Measurement techniques and apparatus as evidenced by U.S. Pat. Nos. 3,735,254 and 3,974,443 have been developed to measure the electrical resistance of conducting surfaces. These measurement techniques, sometimes referred to as a so-called four-point contact resistance measurement, are accomplished by applying a known constant current to two outer points of a conducting surface area and measuring the voltage between two inner points of the same surface area. The electrical resistance of the conducting surface may then be readily ascertained from the known current and measured voltage. A problem with the apparatus used to make a four-point contact resistance measurement is that sufficient space must be available in order to gain access to the measurement points.
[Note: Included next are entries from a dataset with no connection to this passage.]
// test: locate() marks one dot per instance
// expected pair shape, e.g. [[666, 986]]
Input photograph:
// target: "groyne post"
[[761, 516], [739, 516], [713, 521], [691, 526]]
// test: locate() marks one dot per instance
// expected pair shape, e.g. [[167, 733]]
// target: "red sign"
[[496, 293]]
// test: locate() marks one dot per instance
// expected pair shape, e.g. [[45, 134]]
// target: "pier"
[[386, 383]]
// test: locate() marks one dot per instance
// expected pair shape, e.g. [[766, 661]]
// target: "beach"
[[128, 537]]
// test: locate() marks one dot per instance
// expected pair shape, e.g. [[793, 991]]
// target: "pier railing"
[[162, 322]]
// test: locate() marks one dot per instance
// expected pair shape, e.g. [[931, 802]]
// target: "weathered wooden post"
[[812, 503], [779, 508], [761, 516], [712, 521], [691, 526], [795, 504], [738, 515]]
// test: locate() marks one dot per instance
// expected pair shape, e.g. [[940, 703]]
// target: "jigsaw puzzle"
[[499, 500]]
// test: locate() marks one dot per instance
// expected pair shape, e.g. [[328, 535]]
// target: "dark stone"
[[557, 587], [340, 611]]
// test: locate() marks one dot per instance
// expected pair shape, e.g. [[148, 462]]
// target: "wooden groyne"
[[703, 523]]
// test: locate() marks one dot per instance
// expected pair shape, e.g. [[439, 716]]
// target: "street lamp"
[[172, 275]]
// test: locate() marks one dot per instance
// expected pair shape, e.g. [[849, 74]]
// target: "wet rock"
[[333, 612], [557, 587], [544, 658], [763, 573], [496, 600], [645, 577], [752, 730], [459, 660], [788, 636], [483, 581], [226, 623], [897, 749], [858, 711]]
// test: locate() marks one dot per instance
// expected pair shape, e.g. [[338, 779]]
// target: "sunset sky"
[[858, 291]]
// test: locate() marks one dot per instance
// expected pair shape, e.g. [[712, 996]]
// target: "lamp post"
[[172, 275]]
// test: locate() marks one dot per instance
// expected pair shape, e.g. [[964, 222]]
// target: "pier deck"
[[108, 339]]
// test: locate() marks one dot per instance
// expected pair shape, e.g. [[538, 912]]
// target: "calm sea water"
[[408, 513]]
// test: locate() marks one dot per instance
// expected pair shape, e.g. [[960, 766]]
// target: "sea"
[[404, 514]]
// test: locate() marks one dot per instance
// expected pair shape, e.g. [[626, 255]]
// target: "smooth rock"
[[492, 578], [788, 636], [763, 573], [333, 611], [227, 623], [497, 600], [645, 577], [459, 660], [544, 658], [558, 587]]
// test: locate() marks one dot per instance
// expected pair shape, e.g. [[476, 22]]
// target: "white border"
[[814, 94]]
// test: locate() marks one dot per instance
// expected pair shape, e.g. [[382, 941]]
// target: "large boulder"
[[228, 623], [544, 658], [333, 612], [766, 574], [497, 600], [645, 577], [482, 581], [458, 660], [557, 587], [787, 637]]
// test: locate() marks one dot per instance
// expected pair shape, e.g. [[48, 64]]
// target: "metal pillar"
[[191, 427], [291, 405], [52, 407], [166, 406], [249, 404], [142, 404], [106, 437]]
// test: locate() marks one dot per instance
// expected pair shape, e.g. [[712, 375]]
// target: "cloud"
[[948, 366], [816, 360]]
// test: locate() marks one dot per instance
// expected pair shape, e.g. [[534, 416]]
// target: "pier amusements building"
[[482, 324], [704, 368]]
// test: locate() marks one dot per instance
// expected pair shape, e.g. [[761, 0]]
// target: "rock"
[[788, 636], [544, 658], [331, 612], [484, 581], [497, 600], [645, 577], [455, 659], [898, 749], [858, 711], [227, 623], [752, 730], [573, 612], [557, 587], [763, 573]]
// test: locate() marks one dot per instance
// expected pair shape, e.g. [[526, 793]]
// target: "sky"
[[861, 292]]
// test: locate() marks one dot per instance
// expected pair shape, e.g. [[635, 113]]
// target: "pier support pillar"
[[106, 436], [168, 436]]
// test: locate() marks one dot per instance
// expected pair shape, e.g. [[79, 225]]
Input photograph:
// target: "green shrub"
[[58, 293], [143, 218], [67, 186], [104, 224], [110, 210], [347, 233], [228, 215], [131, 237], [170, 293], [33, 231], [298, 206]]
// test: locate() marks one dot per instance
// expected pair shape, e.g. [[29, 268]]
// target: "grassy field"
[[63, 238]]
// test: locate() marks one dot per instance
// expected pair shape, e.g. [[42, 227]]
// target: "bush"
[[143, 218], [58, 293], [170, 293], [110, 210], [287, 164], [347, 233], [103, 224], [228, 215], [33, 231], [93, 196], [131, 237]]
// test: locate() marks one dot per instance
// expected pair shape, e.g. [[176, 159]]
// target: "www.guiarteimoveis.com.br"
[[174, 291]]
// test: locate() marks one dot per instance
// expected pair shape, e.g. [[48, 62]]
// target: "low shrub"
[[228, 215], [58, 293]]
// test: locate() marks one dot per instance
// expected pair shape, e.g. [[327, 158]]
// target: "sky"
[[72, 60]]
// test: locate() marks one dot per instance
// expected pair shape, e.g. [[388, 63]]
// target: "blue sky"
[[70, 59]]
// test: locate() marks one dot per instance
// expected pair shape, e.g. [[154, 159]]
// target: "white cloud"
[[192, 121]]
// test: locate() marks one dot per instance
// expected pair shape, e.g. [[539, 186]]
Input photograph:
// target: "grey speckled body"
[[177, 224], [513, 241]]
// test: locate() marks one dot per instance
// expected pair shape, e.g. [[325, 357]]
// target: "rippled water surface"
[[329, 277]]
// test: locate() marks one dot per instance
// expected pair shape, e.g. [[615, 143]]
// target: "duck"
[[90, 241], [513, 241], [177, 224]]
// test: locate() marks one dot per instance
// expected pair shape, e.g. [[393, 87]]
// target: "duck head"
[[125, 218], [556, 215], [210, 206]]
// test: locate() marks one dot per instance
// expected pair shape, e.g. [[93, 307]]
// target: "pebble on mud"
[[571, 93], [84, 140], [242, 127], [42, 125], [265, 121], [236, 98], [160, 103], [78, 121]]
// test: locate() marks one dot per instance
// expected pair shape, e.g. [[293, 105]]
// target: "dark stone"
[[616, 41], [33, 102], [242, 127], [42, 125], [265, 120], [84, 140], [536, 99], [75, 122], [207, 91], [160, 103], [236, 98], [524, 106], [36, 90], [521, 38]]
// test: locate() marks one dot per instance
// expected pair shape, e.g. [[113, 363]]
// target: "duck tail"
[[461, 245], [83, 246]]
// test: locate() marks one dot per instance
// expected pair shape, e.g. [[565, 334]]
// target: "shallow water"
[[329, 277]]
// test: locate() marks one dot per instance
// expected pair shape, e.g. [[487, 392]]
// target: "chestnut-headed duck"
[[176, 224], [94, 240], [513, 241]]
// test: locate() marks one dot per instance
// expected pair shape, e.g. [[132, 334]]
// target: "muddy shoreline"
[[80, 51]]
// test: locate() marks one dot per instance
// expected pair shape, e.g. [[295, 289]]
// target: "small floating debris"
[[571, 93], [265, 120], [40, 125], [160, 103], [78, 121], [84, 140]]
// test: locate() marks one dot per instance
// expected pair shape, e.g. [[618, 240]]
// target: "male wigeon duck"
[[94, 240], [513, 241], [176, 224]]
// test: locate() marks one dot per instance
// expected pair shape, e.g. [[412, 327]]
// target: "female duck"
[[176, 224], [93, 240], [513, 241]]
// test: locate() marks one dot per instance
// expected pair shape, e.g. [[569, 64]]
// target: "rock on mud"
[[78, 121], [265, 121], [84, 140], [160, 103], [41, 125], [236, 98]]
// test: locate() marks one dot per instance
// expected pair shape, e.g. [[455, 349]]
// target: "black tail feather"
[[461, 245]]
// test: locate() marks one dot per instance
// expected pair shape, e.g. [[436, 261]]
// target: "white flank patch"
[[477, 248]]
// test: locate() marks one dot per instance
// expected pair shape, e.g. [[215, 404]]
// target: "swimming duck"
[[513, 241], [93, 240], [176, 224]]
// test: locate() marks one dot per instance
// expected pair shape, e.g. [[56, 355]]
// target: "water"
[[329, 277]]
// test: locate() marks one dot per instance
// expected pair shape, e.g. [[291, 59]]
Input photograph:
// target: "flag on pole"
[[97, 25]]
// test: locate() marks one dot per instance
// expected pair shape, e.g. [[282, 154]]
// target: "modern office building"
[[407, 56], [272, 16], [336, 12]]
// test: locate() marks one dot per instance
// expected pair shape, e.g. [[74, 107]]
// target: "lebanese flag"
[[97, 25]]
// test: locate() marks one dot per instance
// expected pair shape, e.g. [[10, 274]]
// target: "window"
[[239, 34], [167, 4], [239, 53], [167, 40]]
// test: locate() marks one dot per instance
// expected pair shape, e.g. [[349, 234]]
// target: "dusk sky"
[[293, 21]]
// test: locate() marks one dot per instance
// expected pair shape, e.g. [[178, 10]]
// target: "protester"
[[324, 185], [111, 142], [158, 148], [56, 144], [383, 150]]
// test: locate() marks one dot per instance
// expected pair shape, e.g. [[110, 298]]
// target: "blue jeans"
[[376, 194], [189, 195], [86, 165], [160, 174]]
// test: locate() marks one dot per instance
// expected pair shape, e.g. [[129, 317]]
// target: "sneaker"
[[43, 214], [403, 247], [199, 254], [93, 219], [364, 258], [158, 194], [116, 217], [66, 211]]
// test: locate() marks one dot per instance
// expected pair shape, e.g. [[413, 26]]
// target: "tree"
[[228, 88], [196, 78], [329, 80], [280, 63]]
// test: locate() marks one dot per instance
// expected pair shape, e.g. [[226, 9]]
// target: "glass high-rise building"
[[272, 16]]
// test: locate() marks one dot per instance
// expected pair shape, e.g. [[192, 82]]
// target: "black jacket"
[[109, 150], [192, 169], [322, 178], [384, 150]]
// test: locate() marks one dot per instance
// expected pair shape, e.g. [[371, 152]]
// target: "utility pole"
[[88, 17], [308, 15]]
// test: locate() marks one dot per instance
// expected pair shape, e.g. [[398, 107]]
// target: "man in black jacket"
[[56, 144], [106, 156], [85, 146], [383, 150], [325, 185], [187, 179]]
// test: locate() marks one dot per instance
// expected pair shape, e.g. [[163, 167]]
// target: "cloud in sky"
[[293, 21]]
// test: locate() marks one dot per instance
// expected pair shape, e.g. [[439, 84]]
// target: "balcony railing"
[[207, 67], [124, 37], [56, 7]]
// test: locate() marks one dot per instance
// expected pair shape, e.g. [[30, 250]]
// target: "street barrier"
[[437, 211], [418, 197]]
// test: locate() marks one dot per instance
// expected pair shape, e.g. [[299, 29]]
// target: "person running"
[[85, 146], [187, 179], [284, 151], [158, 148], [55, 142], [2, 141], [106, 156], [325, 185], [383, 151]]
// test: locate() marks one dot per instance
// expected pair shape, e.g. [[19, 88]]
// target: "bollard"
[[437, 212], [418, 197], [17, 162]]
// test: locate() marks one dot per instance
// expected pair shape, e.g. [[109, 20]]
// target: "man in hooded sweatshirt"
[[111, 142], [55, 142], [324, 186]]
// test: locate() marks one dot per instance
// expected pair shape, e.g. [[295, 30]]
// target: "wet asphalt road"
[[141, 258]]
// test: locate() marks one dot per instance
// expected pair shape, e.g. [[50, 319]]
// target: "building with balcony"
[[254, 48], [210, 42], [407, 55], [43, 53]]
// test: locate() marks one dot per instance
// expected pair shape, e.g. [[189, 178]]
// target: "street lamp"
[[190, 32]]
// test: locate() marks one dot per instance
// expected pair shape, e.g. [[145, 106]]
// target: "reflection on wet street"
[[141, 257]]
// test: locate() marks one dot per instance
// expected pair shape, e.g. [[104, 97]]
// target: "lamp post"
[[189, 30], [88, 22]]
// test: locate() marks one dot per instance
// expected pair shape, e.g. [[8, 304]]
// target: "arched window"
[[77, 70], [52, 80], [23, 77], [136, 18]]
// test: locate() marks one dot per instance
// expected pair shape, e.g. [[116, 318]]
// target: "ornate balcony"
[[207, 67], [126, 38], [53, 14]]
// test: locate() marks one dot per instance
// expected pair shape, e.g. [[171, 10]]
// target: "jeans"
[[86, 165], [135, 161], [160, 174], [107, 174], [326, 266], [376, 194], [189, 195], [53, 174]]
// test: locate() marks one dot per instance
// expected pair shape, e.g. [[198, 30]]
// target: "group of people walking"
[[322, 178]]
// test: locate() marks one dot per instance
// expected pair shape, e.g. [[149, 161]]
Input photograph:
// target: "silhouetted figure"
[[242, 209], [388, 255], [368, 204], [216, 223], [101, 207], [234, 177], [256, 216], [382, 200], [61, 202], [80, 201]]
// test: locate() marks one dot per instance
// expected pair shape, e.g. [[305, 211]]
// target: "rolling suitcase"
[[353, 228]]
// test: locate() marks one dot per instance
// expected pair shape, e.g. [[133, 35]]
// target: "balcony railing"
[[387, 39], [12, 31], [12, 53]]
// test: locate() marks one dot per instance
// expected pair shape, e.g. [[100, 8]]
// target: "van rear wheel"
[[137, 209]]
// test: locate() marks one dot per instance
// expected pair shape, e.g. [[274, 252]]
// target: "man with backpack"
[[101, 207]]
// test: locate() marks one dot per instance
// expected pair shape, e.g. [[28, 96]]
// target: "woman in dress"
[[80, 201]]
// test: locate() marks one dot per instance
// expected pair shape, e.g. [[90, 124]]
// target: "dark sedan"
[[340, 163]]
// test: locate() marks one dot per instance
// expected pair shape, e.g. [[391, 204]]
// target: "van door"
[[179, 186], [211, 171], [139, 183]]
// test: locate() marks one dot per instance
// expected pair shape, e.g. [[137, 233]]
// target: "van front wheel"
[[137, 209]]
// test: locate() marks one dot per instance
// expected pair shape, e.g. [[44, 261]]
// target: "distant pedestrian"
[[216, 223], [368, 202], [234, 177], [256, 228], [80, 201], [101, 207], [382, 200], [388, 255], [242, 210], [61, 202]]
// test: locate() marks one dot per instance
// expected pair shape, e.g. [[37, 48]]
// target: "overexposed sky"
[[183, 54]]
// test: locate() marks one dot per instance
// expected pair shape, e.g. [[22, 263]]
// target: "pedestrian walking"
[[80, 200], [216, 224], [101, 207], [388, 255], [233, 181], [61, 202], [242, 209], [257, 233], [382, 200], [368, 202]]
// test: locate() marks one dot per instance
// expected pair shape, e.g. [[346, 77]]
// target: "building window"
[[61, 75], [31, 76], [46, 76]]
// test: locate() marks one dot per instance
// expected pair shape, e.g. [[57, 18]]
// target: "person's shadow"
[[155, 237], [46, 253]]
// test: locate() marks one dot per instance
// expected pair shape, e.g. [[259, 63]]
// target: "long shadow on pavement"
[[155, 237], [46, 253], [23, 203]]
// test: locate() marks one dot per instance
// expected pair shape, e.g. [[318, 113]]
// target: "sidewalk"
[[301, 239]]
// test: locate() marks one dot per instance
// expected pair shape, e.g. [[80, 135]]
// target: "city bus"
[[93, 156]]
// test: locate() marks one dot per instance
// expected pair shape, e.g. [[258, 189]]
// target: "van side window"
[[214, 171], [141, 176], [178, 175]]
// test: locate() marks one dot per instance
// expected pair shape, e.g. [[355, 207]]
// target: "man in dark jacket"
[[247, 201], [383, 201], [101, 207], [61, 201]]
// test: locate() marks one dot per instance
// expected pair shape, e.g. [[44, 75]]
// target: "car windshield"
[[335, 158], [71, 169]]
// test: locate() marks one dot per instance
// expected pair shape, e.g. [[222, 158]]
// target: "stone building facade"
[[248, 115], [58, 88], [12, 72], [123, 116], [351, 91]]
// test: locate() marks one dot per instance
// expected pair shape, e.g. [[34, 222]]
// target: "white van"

Apparatus has been disclosed by U.S. Pat. No. 3,996,514 for use with connectors to measure the resistance between printed circuit patterns on a circuit board and the connector contact terminals. The prior art connector measuring apparatus comprises a first pair of probes for engaging a conductor finger on the circuit board and a second pair of probes for engaging the contact terminal of the connector. Measurement of the resistance between the connector contact terminal and the circuit board conductor finger is made by applying a known constant current between one of the first and second probes and determining the voltage between the other ones of the first and second probes. A problem with this type of apparatus is that it is not intended for use in measuring contamination of a connector contact terminal and two pairs of probes are required to measure the contact resistance between a connector contact terminal and a circuit board conductor. A further problem occurs in that the apparatus as intended for use with circuit board edge connectors and is too bulky and cumbersome for use in measuring and detecting contamination on a contact terminal of a male pin insertion type of connector.
Accordingly, a need exists in the art for apparatus arranged for use in detecting and measuring contamination of a connector contact terminal. A need also exists for connector testing apparatus arranged for use in detecting and measuring contamination films and foreign material that inadvertently occur on contact terminals during manufacture of a pin insertion type of connector.